Nessel town hall: Michigan should be 'smart,' not just tough, on crime
Note: This article has been corrected to indicate the Pew Charitable Trusts handles technical analysis for a state task force designed to look at issues in incarceration.
Ann Arbor — The state of Michigan is turning from tough on crime to "smart on crime," with a focus on education and career training for inmates.
"We want to make prison time productive time," said Heidi Washington, director of the Michigan Department of Corrections.
Washington oversees one in four employees of the state who supervise and serve 38,005 prisoners. She joined state Attorney General Dana Nessel and others for a forum Monday on how the state is remodeling the rules for incarcerated populations.
“The department has changed. We’re evolving," Washington said.
Next month, recommendations are expected from a state task force designed to look at issues in incarceration, including mental health reforms and those who are stuck in the jail pipeline because they are unable to pay bail or tickets.
The number of inmates, Washington said, is so important that she checks it daily. In 2007, Michigan reached a high in its prison population, with more than 51,000 inmates.
Back then, about half of prisoners who left the system would return within a three-year period. Today, with 13,000 fewer inmates, that number is at 29%.
Much of that evolution, she said, comes from a focus on education and skill-training programs. The MDOC has two Vocational Village programs.
The Vocational Villages offer segregated housing for enrollees, who spend their days training in what Washington calls "high demand" career fields, including braille transcription, tree-trimming and computer coding.
“It's amazing to see the hope that exists there," Washington said.
Bridget McCormack, chief justice of the Michigan Supreme Court, along with Lt. Gov. Garlin Gilchrist, is co-chair of Gov. Gretchen Whitmer's Joint Task Force on Jail and Pretrail Incarceration. Next month, the 21-member working group will produce recommendations for reform for policymakers.
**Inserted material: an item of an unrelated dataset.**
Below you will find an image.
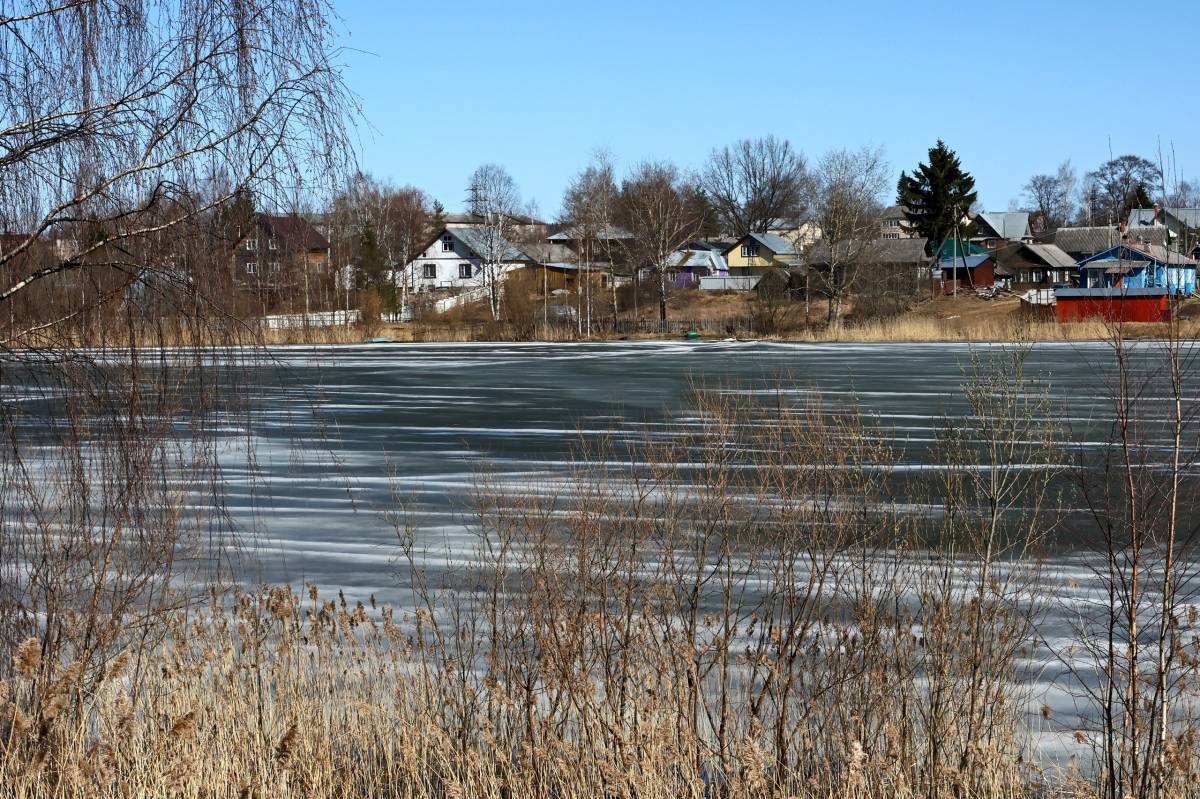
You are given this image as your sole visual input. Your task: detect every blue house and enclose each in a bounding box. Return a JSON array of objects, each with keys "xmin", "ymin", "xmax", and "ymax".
[{"xmin": 1079, "ymin": 244, "xmax": 1196, "ymax": 294}]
McCormack said that before the task force started its work, there was no good data on who is in the state's county jails and why.
The Pew Charitable Trusts, which is handling technical analysis for the task force, has found "two separate populations, which have their own set of solutions," McCormack said. There are inmates serving short stays that are just long enough to throw their lives off course, and inmates who enter the system regularly and stay for a long time.
State Sen. Irwin urged policymakers to invest in Michigan's mental health system, which experts say deteriorated decades ago and has never been rebuilt.
“(Jails and prisons) are the largest provider of mental health services in Michigan, and that is wrong," Irwin said. "That's something we should not be proud of."
Nor is it safe, McCormack said.
“There are police officers and deputy sheriffs” who have been put in a front line role in mental health in Michigan," McCormack. "That's not safe for anyone."
While police officers have been trained in crisis intervention and mental health first aid, panelists said health care for these populations should come from the medical system, not the legal system.
In many counties in Michigan, McCormack said, “there is no place to put them but the jail.”
Nessel recalled how quickly the breakdown of the mental health system in the 1990s had an effect on her work as an assistant prosecutor in Wayne County.
“It was only a matter of hours, or days, until the people released (from the shuttered Lafayette Clinic) made their way down to Wayne County Jail," Nessel said. "Had they received proper treatment, (they) never would’ve ended up in jail or prison in first place.”
But it's not just people with mental health issues who are being pushed toward the justice system, Nessel said. Poor people are, too.
One change to help keep people with financial troubles out of jail, she said, is allowing motorists to pay traffic tickets in installments, rather than all at once.
When people can't afford the ticket and their license is suspended, they could be arrested if they're pulled over, she said.
“We’re criminalizing being poor in this state," Nessel said. "We’re placing people into these no-win situations.”
If there is an impediment to reform in Michigan, it's a lack of resources, Nessel said.
“The biggest way to deter criminal activity is by giving children a future. When we don’t properly fund public schools, or we make college incredibly expensive, we ensure people aren’t going to be able to earn adequate income,” increasing the chance they'll be involved in criminal behavior, Nessel said.
State Rep. Yousef Rabhi, D-Ann Arbor, said that when the Legislature was passing the Raise the Age law in October, which says that 17-year-old defendants are not to be automatically tried as adults, "the major resistance to that was financial," from counties that did not want the responsibility for expensive juvenile inmates pushed off onto them, and away from the corrections system.
As lawmakers consider bills to allow for the automatic expungement of certain felonies, Rabhi said, money is also a concern for some lawmakers, as the technology needed would cost money to develop.
“When we say ‘and liberty and justice for all,’ we have to mean it," Rabhi said.